John Hattersley, fund director at South Yorkshire, said: “The yields are at historically low levels and we have got to be prudent, and [we] have seen expectations of where yields will go to eventually, so we don’t see any real reason to be committing ourselves to long-dated index-linked bonds."

It has a combined allocation of 4 per cent to both asset classes, with holdings valued at £170m at March 31 this year. 

Hattersley said the scheme controls levels of volatility that can result from emerging market and high-yield debt by undertaking assessment of the credit risk and having “strict controls” in place as to how much money it allocates to these types of assets.

Tapan Datta, head of global asset allocation at consultancy Aon Hewitt, said currently most liquid asset classes are not cheap.

Datta said emerging market debt still looked like a reasonable buy, but high-yield debt is particularly vulnerable to a sell-off.

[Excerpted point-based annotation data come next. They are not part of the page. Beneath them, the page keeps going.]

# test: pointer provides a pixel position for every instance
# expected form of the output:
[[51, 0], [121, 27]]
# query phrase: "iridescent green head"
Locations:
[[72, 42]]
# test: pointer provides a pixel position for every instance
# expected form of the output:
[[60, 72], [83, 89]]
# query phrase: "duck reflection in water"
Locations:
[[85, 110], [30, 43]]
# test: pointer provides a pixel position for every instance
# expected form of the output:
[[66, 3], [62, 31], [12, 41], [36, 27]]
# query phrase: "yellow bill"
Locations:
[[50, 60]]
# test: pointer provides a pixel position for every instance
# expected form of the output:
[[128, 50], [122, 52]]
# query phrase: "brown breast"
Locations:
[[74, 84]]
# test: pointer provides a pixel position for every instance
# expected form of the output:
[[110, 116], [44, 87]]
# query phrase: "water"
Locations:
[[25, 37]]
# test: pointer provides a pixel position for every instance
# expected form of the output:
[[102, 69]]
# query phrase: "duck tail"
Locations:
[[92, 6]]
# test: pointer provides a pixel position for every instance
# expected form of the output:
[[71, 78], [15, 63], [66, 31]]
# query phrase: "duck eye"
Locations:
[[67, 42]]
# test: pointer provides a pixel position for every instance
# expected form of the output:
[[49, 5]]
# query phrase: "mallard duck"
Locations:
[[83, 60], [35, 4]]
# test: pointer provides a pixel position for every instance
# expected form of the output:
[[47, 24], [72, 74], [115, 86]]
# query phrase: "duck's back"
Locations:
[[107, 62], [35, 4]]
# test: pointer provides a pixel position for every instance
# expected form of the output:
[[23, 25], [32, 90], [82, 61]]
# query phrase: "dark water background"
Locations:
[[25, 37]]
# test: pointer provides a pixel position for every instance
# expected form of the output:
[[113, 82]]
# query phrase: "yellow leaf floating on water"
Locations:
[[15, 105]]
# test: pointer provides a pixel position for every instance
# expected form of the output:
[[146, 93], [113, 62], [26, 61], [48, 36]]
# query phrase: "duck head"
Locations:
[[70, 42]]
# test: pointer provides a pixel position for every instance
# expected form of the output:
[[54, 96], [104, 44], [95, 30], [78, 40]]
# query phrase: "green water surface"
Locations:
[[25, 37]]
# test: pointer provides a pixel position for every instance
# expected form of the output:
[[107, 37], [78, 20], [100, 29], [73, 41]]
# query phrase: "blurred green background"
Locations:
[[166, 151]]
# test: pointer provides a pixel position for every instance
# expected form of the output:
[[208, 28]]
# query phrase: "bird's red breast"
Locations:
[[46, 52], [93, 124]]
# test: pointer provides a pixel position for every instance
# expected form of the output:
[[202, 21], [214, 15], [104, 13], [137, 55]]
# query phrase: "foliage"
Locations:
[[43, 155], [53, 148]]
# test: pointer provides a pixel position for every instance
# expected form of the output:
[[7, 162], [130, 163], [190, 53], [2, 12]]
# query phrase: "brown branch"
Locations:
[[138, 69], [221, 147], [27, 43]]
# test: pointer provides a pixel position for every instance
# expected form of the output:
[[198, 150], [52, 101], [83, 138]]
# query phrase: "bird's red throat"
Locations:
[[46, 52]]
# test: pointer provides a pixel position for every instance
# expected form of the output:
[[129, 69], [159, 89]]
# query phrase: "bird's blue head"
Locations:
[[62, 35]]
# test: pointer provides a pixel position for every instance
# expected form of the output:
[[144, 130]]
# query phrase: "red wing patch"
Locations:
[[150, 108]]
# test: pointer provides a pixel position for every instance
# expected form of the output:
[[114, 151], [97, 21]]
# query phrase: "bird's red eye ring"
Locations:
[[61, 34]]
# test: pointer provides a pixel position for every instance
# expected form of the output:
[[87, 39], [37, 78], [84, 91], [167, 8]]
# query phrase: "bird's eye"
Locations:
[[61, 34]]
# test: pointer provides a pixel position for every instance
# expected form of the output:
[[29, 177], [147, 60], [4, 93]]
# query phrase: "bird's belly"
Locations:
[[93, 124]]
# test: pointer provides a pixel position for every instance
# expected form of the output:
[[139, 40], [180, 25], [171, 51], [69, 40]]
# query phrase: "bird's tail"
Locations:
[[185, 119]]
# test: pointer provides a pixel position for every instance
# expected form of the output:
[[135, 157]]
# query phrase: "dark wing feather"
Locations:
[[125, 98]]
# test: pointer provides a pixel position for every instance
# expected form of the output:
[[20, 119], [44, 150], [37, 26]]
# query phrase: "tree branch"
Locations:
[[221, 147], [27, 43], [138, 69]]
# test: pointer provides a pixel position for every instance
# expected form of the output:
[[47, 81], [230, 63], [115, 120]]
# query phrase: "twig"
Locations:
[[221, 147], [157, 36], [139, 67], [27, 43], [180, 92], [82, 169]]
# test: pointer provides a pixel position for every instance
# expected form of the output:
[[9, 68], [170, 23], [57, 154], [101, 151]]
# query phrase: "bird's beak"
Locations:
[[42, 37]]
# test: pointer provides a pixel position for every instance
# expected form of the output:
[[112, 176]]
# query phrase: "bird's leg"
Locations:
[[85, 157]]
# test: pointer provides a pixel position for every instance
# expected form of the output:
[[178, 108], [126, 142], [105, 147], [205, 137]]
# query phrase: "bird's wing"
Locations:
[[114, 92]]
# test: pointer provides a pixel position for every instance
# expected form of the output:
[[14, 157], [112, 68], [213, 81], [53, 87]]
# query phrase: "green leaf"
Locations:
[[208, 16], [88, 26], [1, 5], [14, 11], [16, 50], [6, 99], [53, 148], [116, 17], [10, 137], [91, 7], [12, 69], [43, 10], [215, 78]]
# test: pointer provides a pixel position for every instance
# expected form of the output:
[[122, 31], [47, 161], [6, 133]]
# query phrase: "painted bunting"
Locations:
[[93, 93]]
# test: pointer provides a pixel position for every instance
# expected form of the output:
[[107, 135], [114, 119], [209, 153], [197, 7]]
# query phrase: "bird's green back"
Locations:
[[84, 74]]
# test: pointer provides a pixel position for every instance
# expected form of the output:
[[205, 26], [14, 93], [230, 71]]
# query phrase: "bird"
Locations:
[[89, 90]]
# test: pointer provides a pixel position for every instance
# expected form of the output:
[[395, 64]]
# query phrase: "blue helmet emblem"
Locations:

“It’s partly risen at the moment because high-yield has been a victim of the fact it’s been particularly popular recently,” said Datta.

The scheme also slightly increased its allocation to overseas equities to 40.3 per cent at March 31 2014 from 39.4 per cent the previous year, as it believes the asset class is a source of growth, Hattersley said.

Datta said ideally schemes should have reviewed their equity holdings around 12 to 18 months ago.

He said another drawback of high-yield debt is “when equities were tanking, high-yield performed quite poorly”.

However, he added: “The correlations¹ are an issue but high-yield is picking up other implications such as interest rate risk.”

While many illiquid assets such as property and infrastructure are a source of long-term growth, schemes could also look to hedge fund options such as global macro or managed futures, said Datta.

The scheme also increased its allocation to property to 10.7 per cent of assets, from 9.2 per cent at the same time the previous year, according to its annual report.

Speaking at the scheme’s annual meeting, Hattersley said it put more money into property due to the belief neither fixed income nor equity markets were fully pricing in the potential downside risks.

“We also put money in when it became clearer that the recovery in property was not just limited to London and the southeast,” said Hattersley. 

Simeon Willis, partner at consultancy KPMG, said while secondary property can be a source of growth for a scheme’s assets, its risk profile is on a par with equities.

“They tend to be quite concentrated portfolios; there’s active manager risk and there can be a reasonable amount of leverage as well,” he said.

Other assets, such as direct lending to medium-sized businesses, are still reasonably priced opportunities open to schemes looking for growth, he added.

Earlier this year, the West Midlands Pension Fund set aside £40m for a direct lending fund to provide finance to small and medium-sized businesses in the Birmingham area.

¹The original version of this article misquoted this word as "correlatives".